The Massey University and international researchers are focusing on Heterochromatin Protein 1a, or HP1a, which is involved in suppressing cellular invasion, the first step in metastasis of cancer.
"The protein is often lost in metastatic tumours, therefore understanding the role this loss plays in allowing a cell to become invasive will identify potential targets for the next generation of anti-cancer therapies," said Massey's Dr Tracy Hale, who is leading the just-funded study.
"When these cancer cells invade, their nucleus must become more malleable to allow them to squeeze through their surrounding environment and we believe the presence or absence of the protein controls this process and ultimately dictates whether the cancer spreads or not."
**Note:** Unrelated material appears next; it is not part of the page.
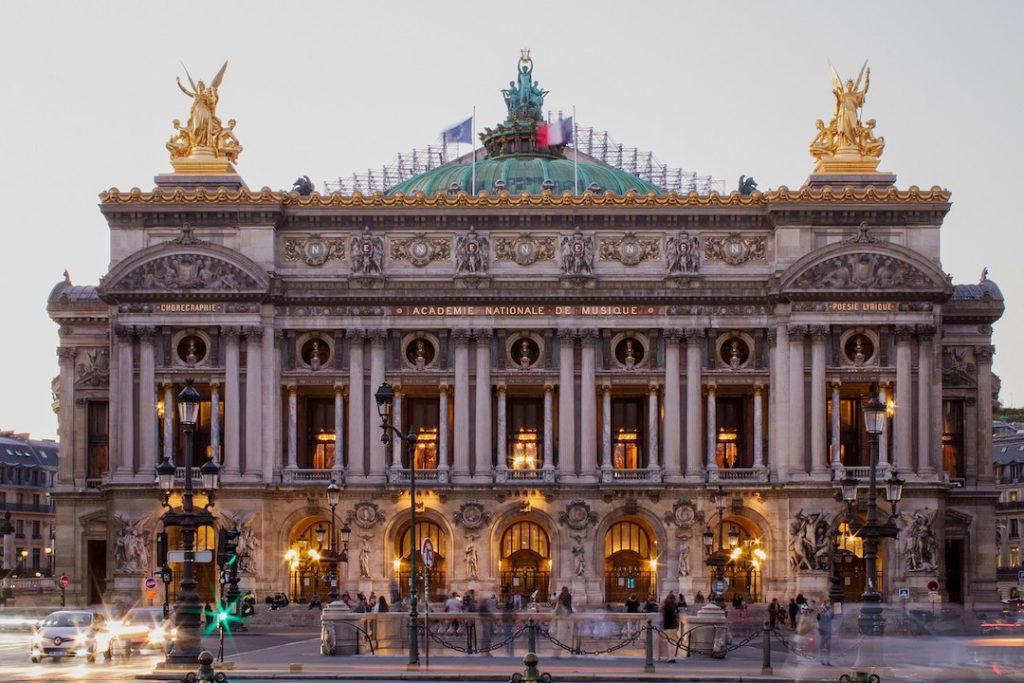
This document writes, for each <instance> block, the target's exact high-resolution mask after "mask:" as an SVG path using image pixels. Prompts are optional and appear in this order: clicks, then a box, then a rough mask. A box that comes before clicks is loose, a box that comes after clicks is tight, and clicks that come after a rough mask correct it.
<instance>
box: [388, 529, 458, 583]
mask: <svg viewBox="0 0 1024 683" xmlns="http://www.w3.org/2000/svg"><path fill="white" fill-rule="evenodd" d="M397 539H398V540H397V545H396V546H395V549H394V563H393V566H392V569H393V570H394V574H395V580H396V581H397V583H398V591H399V592H400V593H401V595H402V596H404V595H407V594H408V593H409V574H410V568H411V565H412V563H411V562H410V546H409V541H410V538H409V524H408V523H407V524H406V528H403V529H402V531H401V533H399V535H398V536H397ZM424 539H430V543H431V544H433V546H434V564H433V566H432V567H430V568H429V569H427V575H426V581H427V584H428V586H429V591H430V599H431V600H435V601H443V600H444V595H445V593H446V590H447V583H446V579H447V577H446V573H445V558H446V557H447V554H449V551H447V538H446V536H445V533H444V529H443V528H441V527H440V525H439V524H437V523H436V522H433V521H430V520H429V519H424V520H420V521H417V522H416V581H417V590H418V592H419V593H420V594H422V593H423V581H424V575H423V571H424V566H423V561H422V557H421V555H420V549H421V548H423V540H424Z"/></svg>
Hale said the research could apply to a number of cancers, but its importance for breast cancer patients was immense as it has been found that they were at a greater risk of metastasis than other sufferers.
The two-year study received a $200,000 grant from the joint Breast Cancer Research in New Zealand initiative, including the New Zealand Breast Cancer Foundation and Health Research Council of New Zealand (HRC).
"The latest scientific developments indicate that the most effective treatments for breast cancer in the future will focus on targeted treatments and immune therapies that are tailored specifically for individual types of breast cancer," said HRC chief executive, Professor Kath McPherson.
"This initiative is focused on these areas of research because we believe they offer the best chance to significantly improve breast cancer treatment and survival rates."